Discussion:
Bug in ISO8601GregorianCalendarConverter
Grauel, Moritz
2013-06-17 16:04:38 UTC
Permalink
Hi,

I've found a very subtle, yet annoying bug in the locale handling of ISO8601GregorianCalendarConverter.

As of JDK 7, the default locale supports categories. This enables the separation between Display and Format locales.

I have my system set to English, but use German number and date formats (Basically, everything is english, but the calendar format and style is german, i.e. monday is the first day of the week instead of sunday etc).
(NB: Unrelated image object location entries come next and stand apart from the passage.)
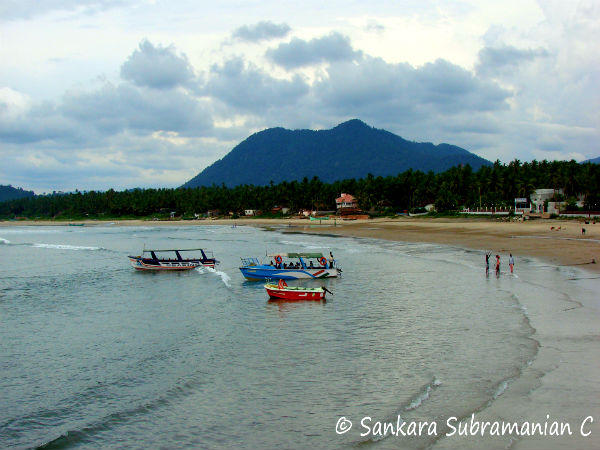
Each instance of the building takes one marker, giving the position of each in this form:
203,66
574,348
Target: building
539,199
346,201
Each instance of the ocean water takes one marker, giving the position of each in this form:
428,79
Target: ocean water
95,355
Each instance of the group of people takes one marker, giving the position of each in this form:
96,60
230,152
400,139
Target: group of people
511,263
327,263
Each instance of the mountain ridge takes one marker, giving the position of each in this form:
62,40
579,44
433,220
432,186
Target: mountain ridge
351,149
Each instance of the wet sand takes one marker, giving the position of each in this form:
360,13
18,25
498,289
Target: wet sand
559,242
563,381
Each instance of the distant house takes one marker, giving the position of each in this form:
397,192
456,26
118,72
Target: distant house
346,201
540,196
347,204
280,209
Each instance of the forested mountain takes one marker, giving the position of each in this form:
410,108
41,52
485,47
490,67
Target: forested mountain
350,150
497,185
11,193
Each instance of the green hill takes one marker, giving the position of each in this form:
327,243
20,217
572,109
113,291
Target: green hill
350,150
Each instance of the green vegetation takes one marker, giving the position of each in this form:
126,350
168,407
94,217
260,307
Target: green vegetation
497,186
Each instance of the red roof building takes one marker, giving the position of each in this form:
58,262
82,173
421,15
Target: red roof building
346,201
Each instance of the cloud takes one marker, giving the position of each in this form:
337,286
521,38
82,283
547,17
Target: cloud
298,53
29,9
251,89
494,60
261,31
400,89
157,67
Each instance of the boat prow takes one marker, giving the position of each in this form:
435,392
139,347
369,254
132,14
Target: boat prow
281,291
149,260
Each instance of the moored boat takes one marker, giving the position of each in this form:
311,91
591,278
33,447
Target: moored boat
155,260
282,291
290,266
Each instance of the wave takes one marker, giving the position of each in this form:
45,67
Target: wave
424,395
224,277
400,416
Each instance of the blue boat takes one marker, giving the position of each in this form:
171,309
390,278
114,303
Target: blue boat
290,266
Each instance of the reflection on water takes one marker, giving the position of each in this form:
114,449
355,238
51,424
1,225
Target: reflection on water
98,355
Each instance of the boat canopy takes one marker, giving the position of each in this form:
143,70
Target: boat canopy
174,250
297,255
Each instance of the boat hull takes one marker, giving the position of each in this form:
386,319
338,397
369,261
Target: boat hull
294,293
257,273
161,266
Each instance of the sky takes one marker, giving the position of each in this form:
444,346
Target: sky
99,94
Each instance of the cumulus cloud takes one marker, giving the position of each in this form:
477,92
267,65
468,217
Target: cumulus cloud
28,9
494,60
251,89
157,67
261,31
439,87
298,52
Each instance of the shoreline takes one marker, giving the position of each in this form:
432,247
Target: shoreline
559,242
562,379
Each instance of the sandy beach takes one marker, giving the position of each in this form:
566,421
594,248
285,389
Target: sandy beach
559,242
562,381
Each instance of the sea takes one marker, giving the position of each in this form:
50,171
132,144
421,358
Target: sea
96,355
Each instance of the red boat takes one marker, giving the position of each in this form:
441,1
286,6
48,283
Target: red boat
284,292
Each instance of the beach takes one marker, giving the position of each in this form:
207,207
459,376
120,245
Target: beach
558,242
561,383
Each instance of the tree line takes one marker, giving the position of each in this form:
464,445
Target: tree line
490,186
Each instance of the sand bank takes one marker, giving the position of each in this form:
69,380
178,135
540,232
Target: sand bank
558,242
562,382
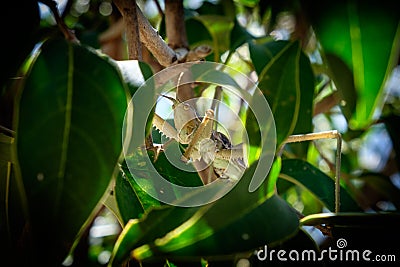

The constructor of GregorianCalendar uses Locale.getDefault(Locale.Category.FORMAT) to create a calendar, whereas your converter uses Locale.getDefault().

On my system, those two differ and therefore, the calendar returned by the converter is created with a different locale than a regular new Calendar(…) would create. And due to the weird implementation of date handling in Java, those two are not equal (Calendar equality is locale dependent).

I would expect two calendars, one created by xstream and one via new GregorianCalendar(…) to be equal and consider their inequality to be a bug.

I've created a failing unit test as well.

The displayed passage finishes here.